На Вербное. Солнце низилось, крася речку, наст и ветвяный храм ив. Мириады цветков сияли, тронуты ветром, редкие – падали и, кружась книзу, и́скрились, но потом терялись с их серебром в снегах. Остро пахло: пуховичками, почками и набухшей корою.
Первое, что привносит в зимний хлад запах, – ивы, их велелепие: краснотал с черноталом понизу на косе, бредины в пятнах лишайников, белолоз с шелковистыми седоватыми листьями, вербы с толстыми, броненосными комлями, сходно вётлы с грустными прядями. Пало много чешуек, вербных особенных, колпачковых, вылитых из карминной плёнки, что, разворочена серебристостью, вдруг срывается в снег и воды. Тёмная год почти, верба белится и ждёт Господа перед Пасхою.
175.
Реалисты треплют побаски, подлинные до чёртиков: типа, как кто-то бедный стал олигархом, вышел за принца, должность доходную получил плюс выиграл в лотерею…

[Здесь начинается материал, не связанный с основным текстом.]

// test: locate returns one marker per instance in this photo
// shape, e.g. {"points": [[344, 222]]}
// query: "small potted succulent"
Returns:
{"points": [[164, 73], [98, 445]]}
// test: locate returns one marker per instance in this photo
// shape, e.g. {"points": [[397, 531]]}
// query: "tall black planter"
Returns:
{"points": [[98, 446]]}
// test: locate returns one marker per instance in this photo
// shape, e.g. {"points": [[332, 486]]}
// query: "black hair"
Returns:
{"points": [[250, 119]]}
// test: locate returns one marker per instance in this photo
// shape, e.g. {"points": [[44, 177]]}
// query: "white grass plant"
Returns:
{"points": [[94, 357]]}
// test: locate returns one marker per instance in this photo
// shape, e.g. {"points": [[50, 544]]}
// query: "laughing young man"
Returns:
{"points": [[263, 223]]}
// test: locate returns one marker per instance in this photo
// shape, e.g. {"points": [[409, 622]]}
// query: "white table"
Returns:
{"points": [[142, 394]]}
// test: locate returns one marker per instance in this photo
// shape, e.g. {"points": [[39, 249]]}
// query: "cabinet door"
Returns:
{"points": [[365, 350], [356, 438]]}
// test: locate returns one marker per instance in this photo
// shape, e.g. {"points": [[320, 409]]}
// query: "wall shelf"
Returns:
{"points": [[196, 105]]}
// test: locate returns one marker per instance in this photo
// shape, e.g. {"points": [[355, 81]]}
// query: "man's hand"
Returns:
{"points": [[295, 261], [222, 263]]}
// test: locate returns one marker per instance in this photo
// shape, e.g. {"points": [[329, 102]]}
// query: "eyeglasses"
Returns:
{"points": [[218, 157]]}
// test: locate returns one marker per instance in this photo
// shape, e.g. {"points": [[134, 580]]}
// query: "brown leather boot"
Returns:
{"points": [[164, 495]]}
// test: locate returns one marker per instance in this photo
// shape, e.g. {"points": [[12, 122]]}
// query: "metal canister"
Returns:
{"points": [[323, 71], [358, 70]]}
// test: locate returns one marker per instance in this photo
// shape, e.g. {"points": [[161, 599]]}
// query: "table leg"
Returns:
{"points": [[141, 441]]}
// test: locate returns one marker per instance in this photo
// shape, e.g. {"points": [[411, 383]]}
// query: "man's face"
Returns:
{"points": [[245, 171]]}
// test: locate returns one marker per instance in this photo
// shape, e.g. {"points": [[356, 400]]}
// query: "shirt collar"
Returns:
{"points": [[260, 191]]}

Но есть другие, странные типы. Речь, поясняем, не о фантастах, что хвалят в сказочных антуражах вещи земные (вроде, как лорд с Арктура, свергнувши Лихо, спас королеву с Кассиопеи); хвалят земное – хвалят для денег и популярности; массам нужно своё, реальное, отдающее свинским хлевом. Мы не о них сейчас. Речь пойдёт о других, вещающих отвлечённости. Вот как Юм, кто думал, что человек вкушает, мол, удовольствие от свершения добрых действий; что нам присуще чувство симпатии, тяги к ближнему. Человек, мнил Юм, благ, жалостлив, толерантен, рад принять постороннюю точку зрения, заражается чувствами, болью ближнего… Юм! Безумец! Чары напрасны! Двести лет фразам мудрого Юма, схожим с заклятьем, – а заразился кто?
Так и Главный Маг звал нас к Жизни и Первосущности, увлекал к чудесному, что готовит Бог, – но Его распяли, всю Его магию обратив в корысть.
176.
Засранск, Россия. Много здесь, тьма имён, исчисляя с мелких: были здесь и цари-императоры, и «подвижники духа» (здесь Толстой продал рощу). Кем-то заявлено, что Россия не Запад и не Восток уже, а как мост меж ними либо род базы, где бы коней сменить (самолёт заправить) да порыбачить-позверовать (трофей взять). Среднее. Никакое. Смутное. Русским нужен не ум, не знания (солженицынская «образóванщина»), не опыт. Нужен нам – «русский нрав», по Витте. Мы для всех нечто, склонное то в расчисленность, то в нирванность. Впали мы в качку с Запада на Восток и, путаясь, забрели в бардак, что дурманит «смыслами». Но Засранск – среда, где «смыслы» мрут и где брезжит истина.